Just how hard sponge diving is was illustrated by the only new enterprise on the waterfront. It was so new that it was not yet finished, and consisted only of masonry walls rising mysteriously around a couple of sunken bathtubs and a wire mesh fence. The walls grew at impressive speed, for there is no Southern languor in Florida building projects, and on the third day, the smaller tub contained a little alligator.
The whole affair was under the supervision, and seemingly the ownership, of a dark, wiry young man who was eager to explain its purposes. “Going to rassle gators. It’s easier than diving.”

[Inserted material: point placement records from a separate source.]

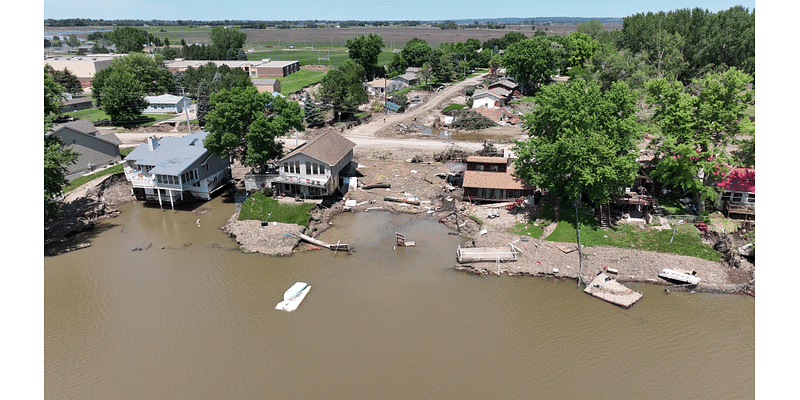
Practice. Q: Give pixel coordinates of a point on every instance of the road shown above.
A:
(367, 135)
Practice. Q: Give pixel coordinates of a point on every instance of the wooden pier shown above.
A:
(607, 288)
(475, 254)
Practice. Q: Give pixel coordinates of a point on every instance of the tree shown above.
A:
(123, 96)
(695, 130)
(226, 42)
(365, 50)
(66, 79)
(593, 28)
(53, 96)
(149, 72)
(533, 62)
(582, 141)
(128, 39)
(56, 157)
(343, 87)
(312, 113)
(426, 73)
(243, 124)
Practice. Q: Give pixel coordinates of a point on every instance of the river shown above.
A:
(164, 305)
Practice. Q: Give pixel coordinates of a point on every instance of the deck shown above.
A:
(607, 288)
(476, 254)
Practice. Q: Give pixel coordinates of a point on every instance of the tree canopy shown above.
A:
(243, 124)
(582, 141)
(343, 87)
(696, 129)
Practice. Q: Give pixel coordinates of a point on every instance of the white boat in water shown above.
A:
(680, 276)
(294, 296)
(294, 290)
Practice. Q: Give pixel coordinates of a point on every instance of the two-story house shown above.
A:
(492, 179)
(315, 169)
(175, 169)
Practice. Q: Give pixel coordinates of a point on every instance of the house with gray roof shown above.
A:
(175, 169)
(166, 104)
(315, 169)
(96, 150)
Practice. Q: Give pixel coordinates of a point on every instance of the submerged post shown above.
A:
(580, 252)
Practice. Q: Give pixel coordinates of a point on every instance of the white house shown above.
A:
(175, 169)
(315, 169)
(165, 104)
(485, 98)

Specifically, he complained of walking against the current at an angle of 45 degrees. A wearing business, he said, but necessary because a diver moving with the current cannot see the sponges through the grass and weed flattened over them. Sharks he dismissed as a trifle. “The navy has never found a good shark deterrent.” Tarpon Springs is very conscious of the deficiencies of the navy. “You know what the Greeks use? Ordinary household vinegar. I was never bothered by sharks. But diving’s hard work. I made a stake at it, and now I’m going to try the gators. I’ve got a big one coming in a couple more days. This place needs a little variety.”
He looked down Dodecanese Street, which contained, at the moment, a number of elderly Greeks and a busload of soft-voiced, slowmoving, distinctly-middle-aged tourists. He himself and the yellowhaired exhibition diver were the only people in sight under the age of fifty. His resolute expression became a trifle wistful. “I hope it goes. In some ways, this is kind of a strange town.”